Le Parlement de Toulouse est le premier Parlement créé en province. A la mort d’Alphonse de Poitiers et de Jeanne de Toulouse, en 1271, le comté de Toulouse entre dans le domaine royal. De là naît le Languedoc royal, qui va persister jusqu'à la Révolution française, conservant ses coutumes, sa langue et une administration spécifique. La province restera toujours garante de la cohésion du territoire royal, dans les périodes les plus troubles comme la guerre de Cent Ans au cours de laquelle elle repousse la domination anglaise en Guyenne. Toulouse est, par sa superficie, au XVe siècle, une des plus grandes villes du royaume. Exploitant en surtout les ressources agricoles languedociennes (céréales ou pastel), les Toulousains font de leur ville un important marché régional en relation avec Bayonne, Barcelone, Montpellier, Lyon, Paris…

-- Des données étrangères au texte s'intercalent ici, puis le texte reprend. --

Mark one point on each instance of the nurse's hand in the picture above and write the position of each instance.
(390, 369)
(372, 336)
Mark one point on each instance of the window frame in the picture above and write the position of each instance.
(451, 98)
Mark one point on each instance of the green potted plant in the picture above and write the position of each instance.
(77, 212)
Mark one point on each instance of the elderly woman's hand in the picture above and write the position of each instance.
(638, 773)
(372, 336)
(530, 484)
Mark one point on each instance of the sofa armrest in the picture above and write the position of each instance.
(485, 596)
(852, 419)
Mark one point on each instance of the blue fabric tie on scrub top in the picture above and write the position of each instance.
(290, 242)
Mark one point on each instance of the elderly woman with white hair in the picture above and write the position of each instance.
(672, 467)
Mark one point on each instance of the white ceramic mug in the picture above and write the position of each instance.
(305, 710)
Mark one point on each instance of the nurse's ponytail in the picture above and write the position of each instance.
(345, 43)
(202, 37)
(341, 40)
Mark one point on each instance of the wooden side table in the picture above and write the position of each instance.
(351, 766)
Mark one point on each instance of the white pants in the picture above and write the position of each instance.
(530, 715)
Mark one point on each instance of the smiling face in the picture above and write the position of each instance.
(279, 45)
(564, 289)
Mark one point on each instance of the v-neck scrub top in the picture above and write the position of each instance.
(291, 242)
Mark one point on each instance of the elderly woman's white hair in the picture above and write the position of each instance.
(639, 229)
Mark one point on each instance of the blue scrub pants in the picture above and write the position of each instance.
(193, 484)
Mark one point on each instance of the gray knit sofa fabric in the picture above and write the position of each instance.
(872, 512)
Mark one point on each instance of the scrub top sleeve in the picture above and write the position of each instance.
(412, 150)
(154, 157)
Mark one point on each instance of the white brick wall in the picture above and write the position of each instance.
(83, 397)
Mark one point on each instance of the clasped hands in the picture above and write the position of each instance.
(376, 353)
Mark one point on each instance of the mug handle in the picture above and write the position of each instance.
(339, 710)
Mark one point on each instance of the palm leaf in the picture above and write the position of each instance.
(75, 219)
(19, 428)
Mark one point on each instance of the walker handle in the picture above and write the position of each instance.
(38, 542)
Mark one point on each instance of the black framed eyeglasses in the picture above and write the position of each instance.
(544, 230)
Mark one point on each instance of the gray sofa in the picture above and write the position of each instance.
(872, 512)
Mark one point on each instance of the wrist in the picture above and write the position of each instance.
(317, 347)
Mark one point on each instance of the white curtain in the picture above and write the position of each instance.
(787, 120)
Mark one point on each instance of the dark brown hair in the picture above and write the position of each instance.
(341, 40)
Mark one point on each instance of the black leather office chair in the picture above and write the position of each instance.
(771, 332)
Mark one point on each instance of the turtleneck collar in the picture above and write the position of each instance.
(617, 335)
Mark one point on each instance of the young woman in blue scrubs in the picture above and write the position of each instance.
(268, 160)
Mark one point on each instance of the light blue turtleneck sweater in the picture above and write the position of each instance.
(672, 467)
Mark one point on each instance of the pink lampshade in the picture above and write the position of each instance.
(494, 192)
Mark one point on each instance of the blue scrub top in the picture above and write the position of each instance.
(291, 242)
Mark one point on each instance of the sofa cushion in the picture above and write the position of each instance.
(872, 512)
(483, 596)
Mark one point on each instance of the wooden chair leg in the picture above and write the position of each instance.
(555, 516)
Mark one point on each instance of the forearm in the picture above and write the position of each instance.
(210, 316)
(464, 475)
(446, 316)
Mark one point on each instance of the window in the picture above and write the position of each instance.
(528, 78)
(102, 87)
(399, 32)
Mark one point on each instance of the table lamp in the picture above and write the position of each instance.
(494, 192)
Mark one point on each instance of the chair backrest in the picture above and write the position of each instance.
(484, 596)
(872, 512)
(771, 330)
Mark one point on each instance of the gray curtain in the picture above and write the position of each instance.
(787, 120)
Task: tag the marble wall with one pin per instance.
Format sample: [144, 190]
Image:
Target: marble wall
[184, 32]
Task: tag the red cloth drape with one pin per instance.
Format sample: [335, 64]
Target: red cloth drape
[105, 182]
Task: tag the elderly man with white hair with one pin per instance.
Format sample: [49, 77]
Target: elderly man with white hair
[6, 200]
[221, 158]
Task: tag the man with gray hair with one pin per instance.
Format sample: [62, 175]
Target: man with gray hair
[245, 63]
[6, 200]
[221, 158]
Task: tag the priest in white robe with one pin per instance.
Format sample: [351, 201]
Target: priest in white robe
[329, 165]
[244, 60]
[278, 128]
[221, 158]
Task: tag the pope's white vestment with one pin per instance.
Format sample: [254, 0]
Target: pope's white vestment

Un Parlement à Toulouse n’était pas une chose tout à fait nouvelle. Après la mainmise temporaire du parti bourguignon sur le Languedoc, le dauphin Charles, qui avait pris le titre de régent du royaume dès la fin du mois de décembre 1418, décide d’entreprendre à la fin de 1419 un grand voyage en Languedoc pour rallier définitivement à sa cause les provinces méridionales du royaume. Le ralliement du Languedoc assure au futur Charles VII une base solide. En mars 1420, le dauphin entre à Toulouse et institue un Parlement pour le Languedoc et le Duché de Guyenne deçà la Dordogne. Dès 1425, il est transféré à Béziers. Cette expérience est interrompue en 1428 lorsque le Parlement est réuni au Parlement de Poitiers où les membres du Parlement de Paris restés fidèles à Charles VII avaient été transférés. Lorsque le Roi reconquiert sa capitale, le parlement de Poitiers revient à Paris.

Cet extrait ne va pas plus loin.